Mohammed VI, l'africain : la nouvelle façade

Avec son discours, lu par son premier ministre Benkirane, Mohammed VI a voulu se présenter en un nouveau Patrice Lumumba qui se bat pour l’intérêt des africains, la souveraineté des peuples et des nations et leur droits à une édification indépendante qui respecte leurs spécifités politiques et culturelles. 

Un discours qui est en totale contradiction avec la politique d’invasion coloniale prônée par le Maroc contre le peuple du Sahara Occidental où le régime commet les pires atrocités contre la population civile, pille ses ressources naturelles en violation du droit international et des résolutions des Nations Unies.

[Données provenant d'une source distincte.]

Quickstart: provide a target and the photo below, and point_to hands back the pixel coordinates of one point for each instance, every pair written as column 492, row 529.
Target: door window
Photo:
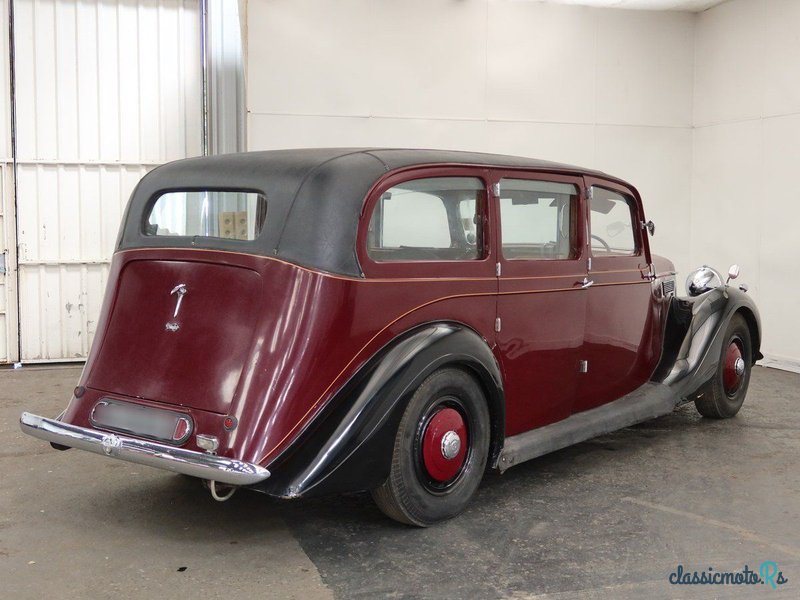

Il est clair que le roi du Maroc, avec ce discours, a voulu susciter les émotions des peuples africains qui ont rejeté le Maroc de leur institution panafricaine à cause de son occupation d’une partie des terres de la RASD, membre fondateur de l’Union Africaine qui a appelé le royaume alaouite à lever les obstacles posés contre l’organisation du référendum d’autodétermination au Sahara Occidental en vue d’achever la décolonisation de la dernière colonie dans le continent noir tel que revendiqué par la majorité des leaders africains depuis la tribune de l’Assemblée Générale de l’ONU.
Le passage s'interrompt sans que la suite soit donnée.